Pulled its weight from week one
Tried Collaborate.dev on a side project first, then rolled it out everywhere. Got real value out of supports multiple agents in the same workspace. It has shaved real time off my week. Hard to imagine going back to my old setup.
Two months in, no regrets
Found Collaborate.dev on a Show HN thread and I am glad I clicked. The interface stays out of my way, which I appreciate. Support actually answered when I had a question, which surprised me. Mostly using it for watching an ai agent execute a coding task live. Hard to imagine going back to my old setup.
Exactly what I needed
Collaborate.dev solves a real problem for me without making a fuss about it. What stands out is how little babysitting it needs. Mostly using it for watching an ai agent execute a coding task live. No regrets so far.
Genuinely impressed
Collaborate.dev has quietly become part of my daily flow. It does what it says, which is rarer than it should be. Recommending it to people in a similar spot.
Exactly what I needed
Picked Collaborate.dev for the price, stayed for the quality.
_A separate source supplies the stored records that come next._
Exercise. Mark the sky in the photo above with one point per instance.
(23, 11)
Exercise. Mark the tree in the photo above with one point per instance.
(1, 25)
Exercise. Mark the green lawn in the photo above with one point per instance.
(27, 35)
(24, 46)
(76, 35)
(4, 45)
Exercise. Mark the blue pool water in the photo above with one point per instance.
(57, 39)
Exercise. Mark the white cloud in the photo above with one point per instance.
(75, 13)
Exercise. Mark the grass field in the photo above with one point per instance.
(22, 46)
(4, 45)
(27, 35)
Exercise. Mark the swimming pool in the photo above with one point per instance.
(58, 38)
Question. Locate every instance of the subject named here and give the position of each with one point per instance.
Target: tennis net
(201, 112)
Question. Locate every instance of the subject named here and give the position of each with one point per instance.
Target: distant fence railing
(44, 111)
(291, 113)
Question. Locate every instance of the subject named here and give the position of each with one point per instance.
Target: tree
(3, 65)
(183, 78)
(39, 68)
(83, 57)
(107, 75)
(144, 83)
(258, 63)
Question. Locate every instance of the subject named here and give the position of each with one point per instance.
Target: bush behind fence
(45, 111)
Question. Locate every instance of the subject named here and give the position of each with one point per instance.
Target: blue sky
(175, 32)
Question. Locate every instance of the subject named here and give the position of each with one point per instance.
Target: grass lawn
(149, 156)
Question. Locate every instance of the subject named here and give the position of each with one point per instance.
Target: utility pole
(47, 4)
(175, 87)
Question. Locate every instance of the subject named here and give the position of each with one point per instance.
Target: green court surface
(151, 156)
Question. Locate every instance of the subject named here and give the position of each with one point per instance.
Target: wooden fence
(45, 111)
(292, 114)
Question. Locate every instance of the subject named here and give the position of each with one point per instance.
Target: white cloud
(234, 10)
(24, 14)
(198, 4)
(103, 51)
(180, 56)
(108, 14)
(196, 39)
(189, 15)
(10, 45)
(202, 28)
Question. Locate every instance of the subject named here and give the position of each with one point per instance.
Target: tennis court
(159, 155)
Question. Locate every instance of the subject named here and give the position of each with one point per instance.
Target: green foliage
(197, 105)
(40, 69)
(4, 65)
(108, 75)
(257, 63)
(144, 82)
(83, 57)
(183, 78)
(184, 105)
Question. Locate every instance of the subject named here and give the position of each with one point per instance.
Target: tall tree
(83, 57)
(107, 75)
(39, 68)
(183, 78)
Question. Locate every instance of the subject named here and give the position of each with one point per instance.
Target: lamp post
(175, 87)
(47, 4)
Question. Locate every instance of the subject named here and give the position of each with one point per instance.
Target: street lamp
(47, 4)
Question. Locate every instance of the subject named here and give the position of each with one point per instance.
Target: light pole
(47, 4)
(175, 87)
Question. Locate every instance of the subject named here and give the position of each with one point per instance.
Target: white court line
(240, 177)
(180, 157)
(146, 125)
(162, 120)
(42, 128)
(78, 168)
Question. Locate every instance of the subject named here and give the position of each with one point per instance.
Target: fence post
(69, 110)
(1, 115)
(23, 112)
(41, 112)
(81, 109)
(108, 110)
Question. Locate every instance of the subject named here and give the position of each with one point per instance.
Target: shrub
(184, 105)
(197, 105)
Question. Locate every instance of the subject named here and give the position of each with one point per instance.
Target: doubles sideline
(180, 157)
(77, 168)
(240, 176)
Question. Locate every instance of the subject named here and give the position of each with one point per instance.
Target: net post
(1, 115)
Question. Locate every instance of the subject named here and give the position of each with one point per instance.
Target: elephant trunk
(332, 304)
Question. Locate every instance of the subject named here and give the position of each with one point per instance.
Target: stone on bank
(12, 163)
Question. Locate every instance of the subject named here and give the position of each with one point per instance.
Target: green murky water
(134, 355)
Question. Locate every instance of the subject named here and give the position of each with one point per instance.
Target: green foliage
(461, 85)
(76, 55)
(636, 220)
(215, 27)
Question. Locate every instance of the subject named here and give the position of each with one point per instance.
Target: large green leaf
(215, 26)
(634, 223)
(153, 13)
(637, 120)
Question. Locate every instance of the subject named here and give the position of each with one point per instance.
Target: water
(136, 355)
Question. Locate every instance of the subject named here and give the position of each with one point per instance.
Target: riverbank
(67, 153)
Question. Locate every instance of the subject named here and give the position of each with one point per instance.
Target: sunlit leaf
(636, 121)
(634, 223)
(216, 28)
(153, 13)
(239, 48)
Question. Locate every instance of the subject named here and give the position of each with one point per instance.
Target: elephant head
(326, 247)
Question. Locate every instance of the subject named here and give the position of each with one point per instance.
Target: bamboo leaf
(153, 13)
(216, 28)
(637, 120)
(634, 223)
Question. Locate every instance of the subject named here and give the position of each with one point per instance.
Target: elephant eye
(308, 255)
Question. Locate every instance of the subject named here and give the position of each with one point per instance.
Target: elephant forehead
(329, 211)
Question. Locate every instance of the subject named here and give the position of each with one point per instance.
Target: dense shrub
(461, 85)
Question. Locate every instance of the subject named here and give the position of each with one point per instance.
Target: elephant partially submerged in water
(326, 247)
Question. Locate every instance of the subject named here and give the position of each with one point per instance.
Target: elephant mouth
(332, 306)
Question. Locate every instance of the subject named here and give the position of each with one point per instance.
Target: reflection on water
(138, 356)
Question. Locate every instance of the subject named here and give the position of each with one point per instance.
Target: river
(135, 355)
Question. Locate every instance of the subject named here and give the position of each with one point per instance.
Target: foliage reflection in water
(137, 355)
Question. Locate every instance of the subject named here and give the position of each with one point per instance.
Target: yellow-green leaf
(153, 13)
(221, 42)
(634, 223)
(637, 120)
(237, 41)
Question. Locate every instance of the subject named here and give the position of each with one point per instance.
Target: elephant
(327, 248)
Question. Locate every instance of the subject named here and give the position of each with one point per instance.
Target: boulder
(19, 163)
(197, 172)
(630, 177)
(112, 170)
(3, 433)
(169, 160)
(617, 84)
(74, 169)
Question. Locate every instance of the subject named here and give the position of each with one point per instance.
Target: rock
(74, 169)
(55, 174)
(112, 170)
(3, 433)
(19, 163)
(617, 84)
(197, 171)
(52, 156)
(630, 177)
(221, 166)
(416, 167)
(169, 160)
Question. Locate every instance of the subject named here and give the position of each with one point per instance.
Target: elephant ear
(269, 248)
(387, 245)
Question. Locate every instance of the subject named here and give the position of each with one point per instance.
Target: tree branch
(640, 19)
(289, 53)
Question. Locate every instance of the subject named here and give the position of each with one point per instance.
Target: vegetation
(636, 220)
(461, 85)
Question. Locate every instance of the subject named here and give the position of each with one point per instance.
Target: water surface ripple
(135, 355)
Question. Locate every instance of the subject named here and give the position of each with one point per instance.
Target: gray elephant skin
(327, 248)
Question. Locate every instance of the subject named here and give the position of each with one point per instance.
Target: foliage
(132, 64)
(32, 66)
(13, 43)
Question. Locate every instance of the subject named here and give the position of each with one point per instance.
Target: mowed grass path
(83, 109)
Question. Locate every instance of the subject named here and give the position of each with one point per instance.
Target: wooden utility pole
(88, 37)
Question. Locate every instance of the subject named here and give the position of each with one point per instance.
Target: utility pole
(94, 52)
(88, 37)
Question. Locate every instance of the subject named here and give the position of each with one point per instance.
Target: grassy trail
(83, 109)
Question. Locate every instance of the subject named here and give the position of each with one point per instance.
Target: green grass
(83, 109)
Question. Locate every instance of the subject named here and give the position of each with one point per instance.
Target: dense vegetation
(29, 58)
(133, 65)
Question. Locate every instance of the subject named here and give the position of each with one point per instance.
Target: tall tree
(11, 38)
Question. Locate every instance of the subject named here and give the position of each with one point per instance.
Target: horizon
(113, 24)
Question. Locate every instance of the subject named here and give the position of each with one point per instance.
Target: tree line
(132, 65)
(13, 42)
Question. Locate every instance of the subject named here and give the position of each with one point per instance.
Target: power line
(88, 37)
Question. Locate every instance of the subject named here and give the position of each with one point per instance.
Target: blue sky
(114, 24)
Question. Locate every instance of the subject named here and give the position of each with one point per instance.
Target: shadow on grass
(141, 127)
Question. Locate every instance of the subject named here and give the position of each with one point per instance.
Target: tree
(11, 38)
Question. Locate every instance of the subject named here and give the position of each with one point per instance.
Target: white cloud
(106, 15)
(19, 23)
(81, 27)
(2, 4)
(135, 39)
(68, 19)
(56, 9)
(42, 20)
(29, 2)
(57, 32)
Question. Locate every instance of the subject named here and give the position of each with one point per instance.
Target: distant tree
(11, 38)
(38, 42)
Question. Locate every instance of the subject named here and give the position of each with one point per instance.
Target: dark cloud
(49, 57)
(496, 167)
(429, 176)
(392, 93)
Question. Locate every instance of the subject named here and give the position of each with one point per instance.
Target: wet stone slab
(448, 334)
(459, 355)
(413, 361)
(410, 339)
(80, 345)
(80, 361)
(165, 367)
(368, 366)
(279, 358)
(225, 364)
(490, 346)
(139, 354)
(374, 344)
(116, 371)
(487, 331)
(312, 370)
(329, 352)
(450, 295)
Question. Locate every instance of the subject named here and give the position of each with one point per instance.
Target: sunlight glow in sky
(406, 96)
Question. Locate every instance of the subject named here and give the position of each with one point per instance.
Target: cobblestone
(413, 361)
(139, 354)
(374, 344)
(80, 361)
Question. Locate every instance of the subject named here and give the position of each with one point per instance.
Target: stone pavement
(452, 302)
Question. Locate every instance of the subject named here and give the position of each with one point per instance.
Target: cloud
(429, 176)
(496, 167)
Their take on no signup required for basic access is genuinely good. Setup was painless and I was productive the same day. It earns its place in my stack.
Powerful once it clicks
Picked Collaborate.dev for the price, stayed for the quality. What stands out is how it handles private persistent desktops for logged in users. Mostly using it for watching an ai agent execute a coding task live. My only gripe is depends on agent compatibility with instruction format. It earns its place in my stack.